GetJar has a run rate of 100 million downloads a month, which probably puts it in contention with Android Market for the No. 2 app store slot (Google doesn’t release Market download numbers). GetJar CEO Ilja Laurs originally tried to create an operator-centric model, offering up the GetJar app store as a way for carriers to compete against the big platforms. But GetJar discovered that the direct-to-consumer proposition was much more powerful, generating only 10% of its downloads from operators (CP: GetJar: Operators have lost the consumer). GetJar didn’t need a big mobile brand—whether Google or Vodafone—backing it up to attract developers and sell apps, and now it’s almost abandoned that side of its business entirely. (Laurs will deliver Wednesday’s keynote at Mobile Connections.)

Even the most policed platform, Apple’s is starting to see defections. Cydia founder Jay Freeman estimates that 10% of all iPhones globally are now jailbroken, allowing consumers to escaped the confines of the iTunes App Store and download unsanctioned modifications and apps from stores like Cydia’s. Cydia has experienced success despite Apple’s direct and indirect attempts to shut it down. Jailbreaking is illegal in some countries, and Apple is constantly wiping iPhones of their mods through OS updates.
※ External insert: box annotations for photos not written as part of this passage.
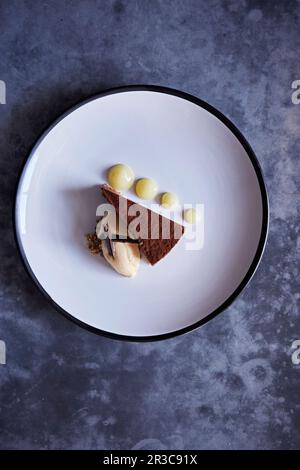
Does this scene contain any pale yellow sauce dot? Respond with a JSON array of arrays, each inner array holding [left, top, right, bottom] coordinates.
[[184, 209, 198, 224], [135, 178, 158, 200], [108, 163, 134, 190], [160, 193, 179, 209]]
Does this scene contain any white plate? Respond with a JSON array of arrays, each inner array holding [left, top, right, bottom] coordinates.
[[15, 86, 268, 339]]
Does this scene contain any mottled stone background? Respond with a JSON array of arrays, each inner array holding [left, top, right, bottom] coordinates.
[[0, 0, 300, 449]]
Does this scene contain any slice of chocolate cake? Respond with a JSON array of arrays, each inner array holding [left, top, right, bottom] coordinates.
[[101, 184, 184, 265]]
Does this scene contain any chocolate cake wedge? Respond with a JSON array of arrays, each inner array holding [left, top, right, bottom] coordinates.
[[101, 184, 184, 265]]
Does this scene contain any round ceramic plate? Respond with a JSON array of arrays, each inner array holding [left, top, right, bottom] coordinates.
[[15, 86, 268, 340]]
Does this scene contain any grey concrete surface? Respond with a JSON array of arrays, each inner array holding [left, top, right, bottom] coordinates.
[[0, 0, 300, 449]]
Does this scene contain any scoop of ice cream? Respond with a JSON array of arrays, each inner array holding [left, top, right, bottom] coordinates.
[[96, 208, 140, 277]]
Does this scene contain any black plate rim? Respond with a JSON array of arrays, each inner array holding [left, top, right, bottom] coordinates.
[[12, 84, 269, 342]]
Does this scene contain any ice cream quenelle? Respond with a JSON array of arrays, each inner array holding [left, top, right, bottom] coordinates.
[[96, 207, 140, 277]]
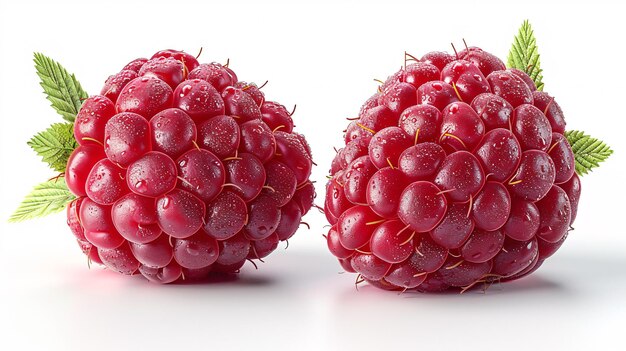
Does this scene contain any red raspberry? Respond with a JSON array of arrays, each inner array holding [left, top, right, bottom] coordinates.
[[65, 50, 315, 283], [324, 47, 580, 292]]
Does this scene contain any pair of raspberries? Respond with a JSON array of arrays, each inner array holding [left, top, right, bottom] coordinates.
[[58, 48, 580, 291], [18, 22, 612, 292]]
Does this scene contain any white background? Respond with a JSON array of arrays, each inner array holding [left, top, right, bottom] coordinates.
[[0, 0, 626, 350]]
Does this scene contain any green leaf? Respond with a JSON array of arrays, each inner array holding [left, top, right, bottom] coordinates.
[[9, 178, 76, 222], [508, 20, 543, 90], [28, 123, 78, 172], [34, 52, 88, 122], [565, 130, 613, 176]]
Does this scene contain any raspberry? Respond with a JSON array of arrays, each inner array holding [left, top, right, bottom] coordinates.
[[65, 50, 315, 283], [324, 47, 580, 292]]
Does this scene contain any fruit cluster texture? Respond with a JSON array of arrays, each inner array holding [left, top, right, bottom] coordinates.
[[324, 47, 580, 292], [65, 50, 315, 283]]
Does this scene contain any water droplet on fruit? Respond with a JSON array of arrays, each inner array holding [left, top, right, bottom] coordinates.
[[161, 196, 170, 210], [180, 84, 191, 97]]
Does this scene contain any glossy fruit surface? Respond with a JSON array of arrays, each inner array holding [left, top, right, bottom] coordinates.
[[65, 50, 314, 283], [324, 47, 580, 292]]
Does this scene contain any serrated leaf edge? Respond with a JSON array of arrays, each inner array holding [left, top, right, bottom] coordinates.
[[8, 178, 76, 223], [33, 52, 88, 122], [27, 123, 78, 172], [565, 130, 613, 176]]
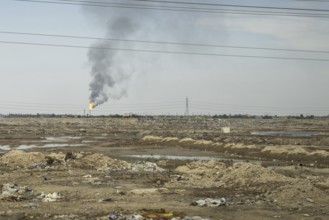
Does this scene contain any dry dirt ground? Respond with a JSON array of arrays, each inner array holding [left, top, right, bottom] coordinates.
[[0, 117, 329, 220]]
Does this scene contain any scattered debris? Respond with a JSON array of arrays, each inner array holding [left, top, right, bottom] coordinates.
[[38, 192, 64, 202], [192, 198, 226, 207], [0, 183, 33, 201], [129, 161, 165, 172]]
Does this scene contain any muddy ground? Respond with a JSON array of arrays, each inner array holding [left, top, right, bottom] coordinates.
[[0, 117, 329, 220]]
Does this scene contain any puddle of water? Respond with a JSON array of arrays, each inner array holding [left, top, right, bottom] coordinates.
[[122, 154, 251, 162], [250, 131, 321, 137], [0, 145, 11, 151], [81, 141, 99, 143], [16, 144, 85, 150], [16, 144, 38, 150], [42, 136, 82, 142]]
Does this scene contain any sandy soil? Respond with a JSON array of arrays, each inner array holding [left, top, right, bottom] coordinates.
[[0, 117, 329, 220]]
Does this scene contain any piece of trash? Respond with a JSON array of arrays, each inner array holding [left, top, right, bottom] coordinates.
[[130, 161, 165, 172], [38, 192, 64, 202], [192, 198, 226, 207], [23, 203, 38, 209], [0, 183, 33, 202], [98, 198, 113, 202], [108, 211, 121, 220]]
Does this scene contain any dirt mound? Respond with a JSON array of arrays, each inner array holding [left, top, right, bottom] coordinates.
[[221, 163, 293, 186], [272, 180, 328, 207], [167, 161, 294, 190], [194, 140, 213, 145], [70, 154, 129, 170], [143, 135, 163, 142], [0, 150, 46, 168], [262, 146, 329, 157], [176, 160, 226, 175]]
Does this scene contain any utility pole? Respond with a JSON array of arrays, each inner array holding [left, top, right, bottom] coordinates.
[[185, 97, 190, 116]]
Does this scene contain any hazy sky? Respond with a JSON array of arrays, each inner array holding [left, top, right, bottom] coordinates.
[[0, 0, 329, 115]]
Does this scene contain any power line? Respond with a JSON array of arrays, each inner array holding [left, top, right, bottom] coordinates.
[[9, 0, 329, 18], [0, 41, 329, 62], [27, 0, 329, 12], [0, 30, 329, 53]]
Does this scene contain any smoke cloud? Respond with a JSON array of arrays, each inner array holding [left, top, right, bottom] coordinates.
[[84, 3, 206, 107], [88, 16, 139, 106], [88, 16, 139, 106]]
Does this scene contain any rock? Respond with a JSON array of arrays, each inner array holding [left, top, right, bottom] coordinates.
[[306, 198, 314, 203], [192, 198, 226, 207]]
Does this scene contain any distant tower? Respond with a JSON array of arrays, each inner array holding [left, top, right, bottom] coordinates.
[[185, 97, 190, 116]]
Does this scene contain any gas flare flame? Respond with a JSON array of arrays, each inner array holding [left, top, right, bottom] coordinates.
[[89, 100, 94, 111]]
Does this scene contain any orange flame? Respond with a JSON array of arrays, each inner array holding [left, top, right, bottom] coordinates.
[[89, 100, 94, 111]]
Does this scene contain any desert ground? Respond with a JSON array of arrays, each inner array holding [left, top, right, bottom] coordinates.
[[0, 116, 329, 220]]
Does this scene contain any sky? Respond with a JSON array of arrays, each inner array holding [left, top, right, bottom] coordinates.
[[0, 0, 329, 115]]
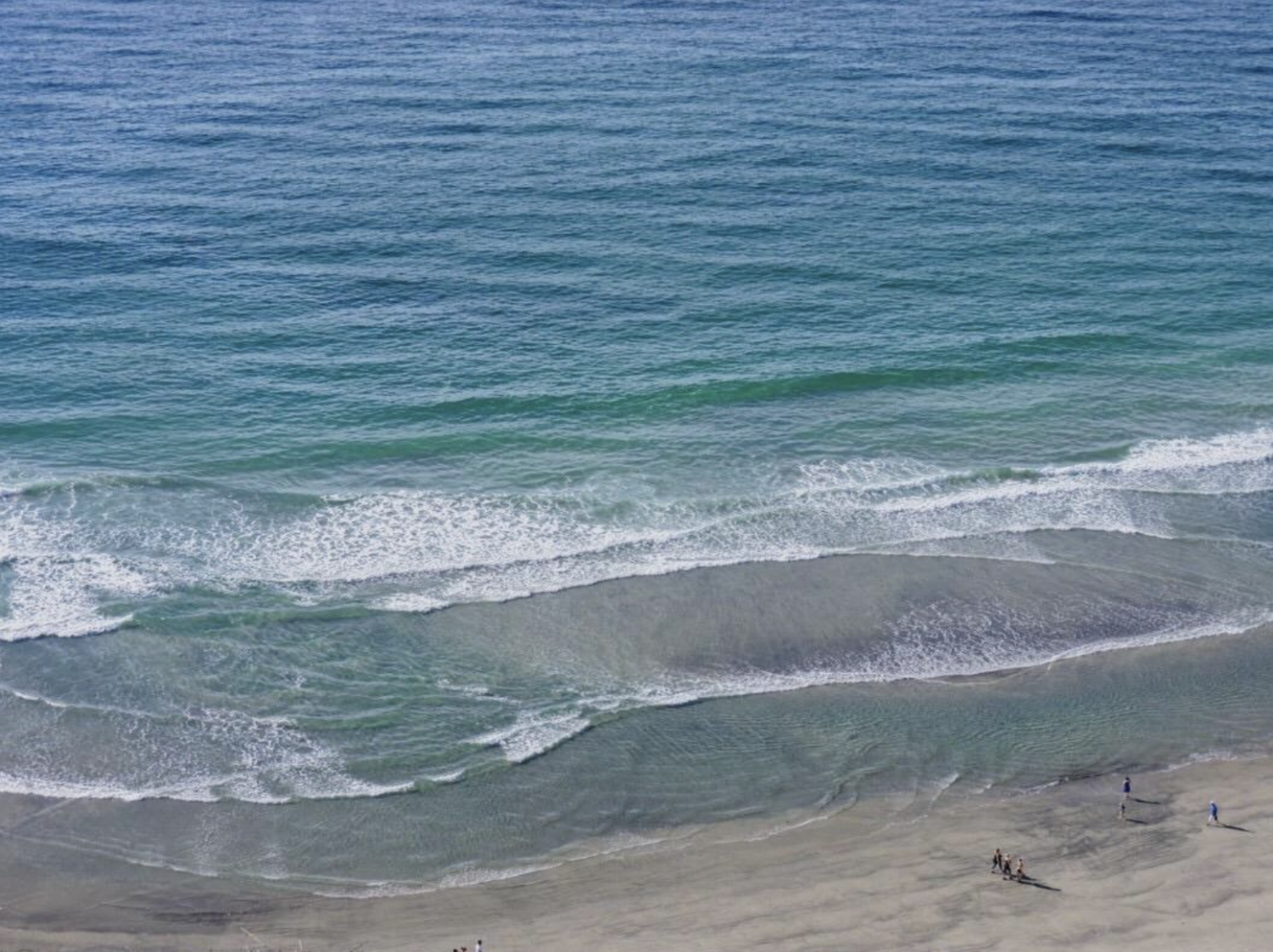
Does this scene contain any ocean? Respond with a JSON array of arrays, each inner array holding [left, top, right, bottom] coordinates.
[[0, 0, 1273, 896]]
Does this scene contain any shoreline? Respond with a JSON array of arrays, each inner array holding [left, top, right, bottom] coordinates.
[[0, 756, 1273, 952]]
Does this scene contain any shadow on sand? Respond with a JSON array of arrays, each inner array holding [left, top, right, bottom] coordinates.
[[1212, 823, 1255, 832], [1013, 876, 1060, 892]]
At his keynote today, Freeman said even while Apple is constantly re-jailing phones, users steadily return to the Cydia after getting new jailbreaks (MobileDevPro: iPhone jailbreak king points to the limitations of the platform app stores)
Of course, those frequenting the independent app stores (particularly Cydia’s) tend to be the more tech savvy, while mass market users tend to stick with the big platform stores. But it’s important to remember it was those tech-savvy early adopters that led the mass market to the smartphone in the first place and the official app stores along with it. They may just lead the mass market away from them.

Of course, the platform providers won’t take this lying down. Apple is doing its best to crush alternatives, though Google is probably much more indifferent to where Android apps come from. The result, though, may be that the platform providers become more closed. That never works—just look at the operators. Closing ranks would stifle innovation further and likely only increase the flow of users and developers away from the platform vendors.
We already may be seeing early evidence of this with Research in Motion (NASDAQ:RIMM). While RIM is greatly expanding development opportunities for its new PlayBook (officially launched today) and the BlackBerry Tablet OS, supporting Android Java apps, HTML5 Web apps and Adobe AIR as well as the PlayBook’s native QNX environment, it’s also clamping down on independent app distribution, limiting all app downloads to BlackBerry App World.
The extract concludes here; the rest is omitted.